Wer in die Verlegenheit kommt, einen Brief an ein Gericht oder ein Amt noch kurz vor Mitternacht zustellen zu müssen, um eine Frist zu wahren, tut gut daran, einen Zeugen mitzunehmen. Denn später muss man ggf. die rechtzeitige Zustellung des Briefes „in vollem Umfang beweisen“. Dies entschied das Finanzgericht Hamburg (Az. 2 K 194/10).
Im Fall, über den in Hamburg geurteilt wurde, lief die Klagefrist für einen Steuerzahler am 6. Oktober 2010 ab. Sein Anwalt warf – nach eigenen Angaben – die Klageschrift an diesem Tag gegen 22.00 Uhr in den Briefkasten des Finanzgerichts. Die Posteingangsstelle des Gerichts versah das Schreiben jedoch mit dem Posteingangsstempel „7. Oktober 2010“ – wodurch die Klagefrist versäumt war.
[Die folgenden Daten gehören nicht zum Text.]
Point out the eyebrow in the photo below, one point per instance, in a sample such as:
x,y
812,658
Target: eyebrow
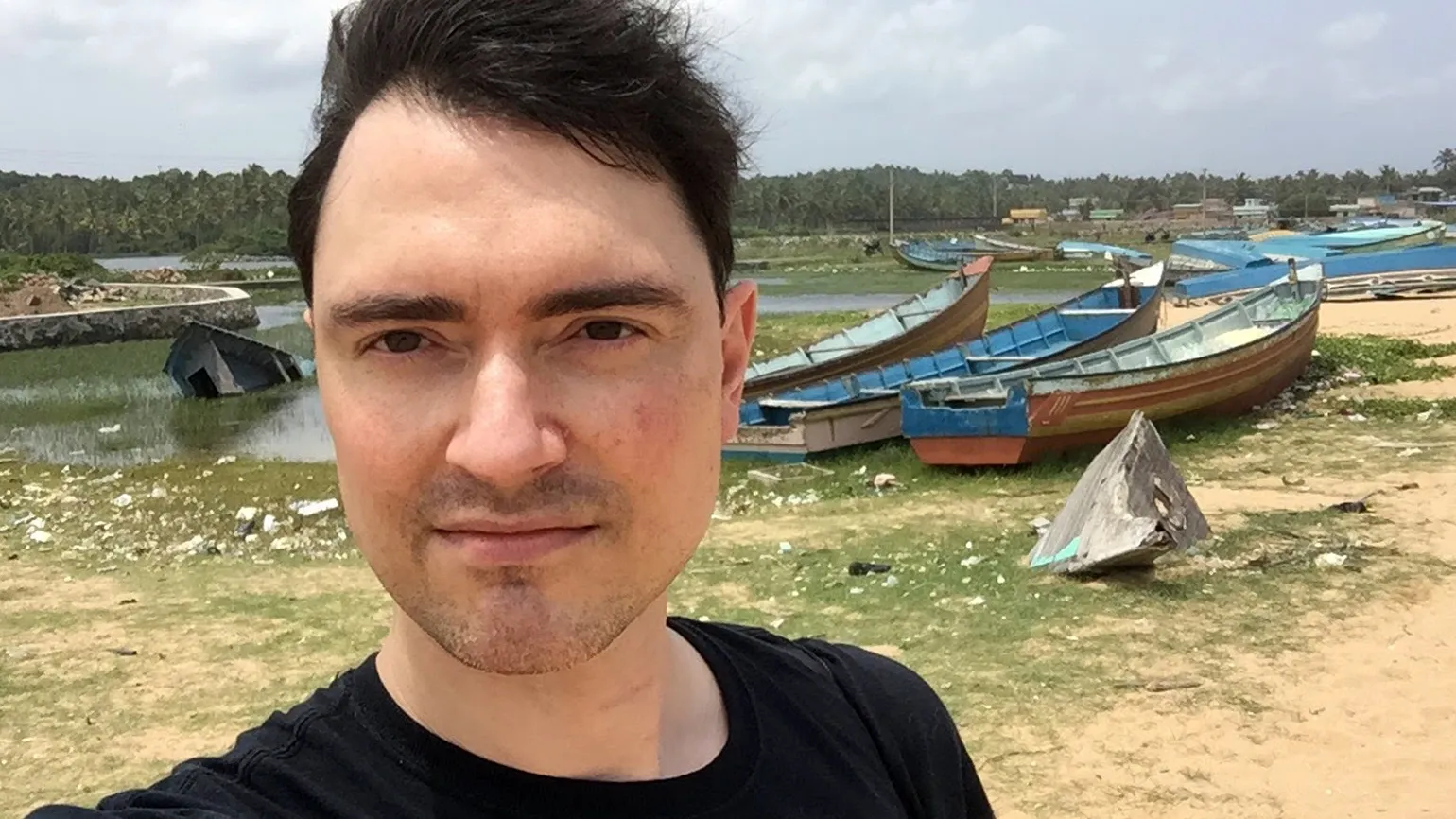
x,y
607,295
396,307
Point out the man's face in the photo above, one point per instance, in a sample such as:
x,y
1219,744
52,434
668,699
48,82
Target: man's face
x,y
526,377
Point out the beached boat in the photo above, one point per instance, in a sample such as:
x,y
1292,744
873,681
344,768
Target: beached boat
x,y
943,256
210,361
936,256
949,312
1100,251
790,426
1345,276
1222,363
1194,256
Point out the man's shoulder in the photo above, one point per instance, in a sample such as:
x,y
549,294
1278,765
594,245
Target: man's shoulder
x,y
871,676
220,786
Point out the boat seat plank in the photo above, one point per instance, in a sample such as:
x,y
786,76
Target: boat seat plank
x,y
792,404
1097,312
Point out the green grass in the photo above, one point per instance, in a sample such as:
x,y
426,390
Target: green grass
x,y
1009,646
781,333
1379,358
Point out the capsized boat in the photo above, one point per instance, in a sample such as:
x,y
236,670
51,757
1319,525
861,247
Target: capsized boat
x,y
952,310
1345,276
1221,363
865,407
1098,251
210,361
936,256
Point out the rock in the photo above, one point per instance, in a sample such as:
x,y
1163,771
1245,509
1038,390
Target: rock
x,y
315,508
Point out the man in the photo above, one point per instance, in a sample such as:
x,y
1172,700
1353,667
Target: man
x,y
514,239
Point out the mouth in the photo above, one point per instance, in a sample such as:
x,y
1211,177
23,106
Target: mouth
x,y
511,546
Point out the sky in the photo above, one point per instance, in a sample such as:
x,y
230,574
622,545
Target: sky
x,y
1041,86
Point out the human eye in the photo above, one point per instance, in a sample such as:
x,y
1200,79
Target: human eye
x,y
399,342
607,331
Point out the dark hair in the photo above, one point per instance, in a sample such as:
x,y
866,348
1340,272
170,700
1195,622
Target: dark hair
x,y
617,78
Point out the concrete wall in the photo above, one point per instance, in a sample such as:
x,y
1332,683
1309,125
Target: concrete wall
x,y
221,306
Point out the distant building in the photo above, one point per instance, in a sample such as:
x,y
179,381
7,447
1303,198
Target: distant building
x,y
1253,210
Dem Finanzgericht reichte nun die bloße Aussage des Anwalts, er habe das Schreiben vor Mitternacht eingeworfen, nicht aus. Um 24 Uhr werde jeweils eine spezielle Klappe in den Briefkasten eingelassen, die dann die vor und nach Mitternacht eingeworfenen Schreiben trenne. Der Eingangsstempel des Gerichts sei wie eine öffentliche Urkunde zu werten.
Wie die Auseinandersetzung in Hamburg nun weitergegangen ist, lässt sich leicht erahnen. Der Steuerpflichtige hatte im vorliegenden Fall, wohl Glück im Unglück. Denn der Fehler des Anwalts wurde ihm zwar zunächst zugerechnet, weshalb seine Klage abgelehnt wurde. Doch er kann seinerseits den Anwalt hierfür haftbar machen. Ein Fristversäumnis ist ein typischer Fall für eine Anwaltshaftung.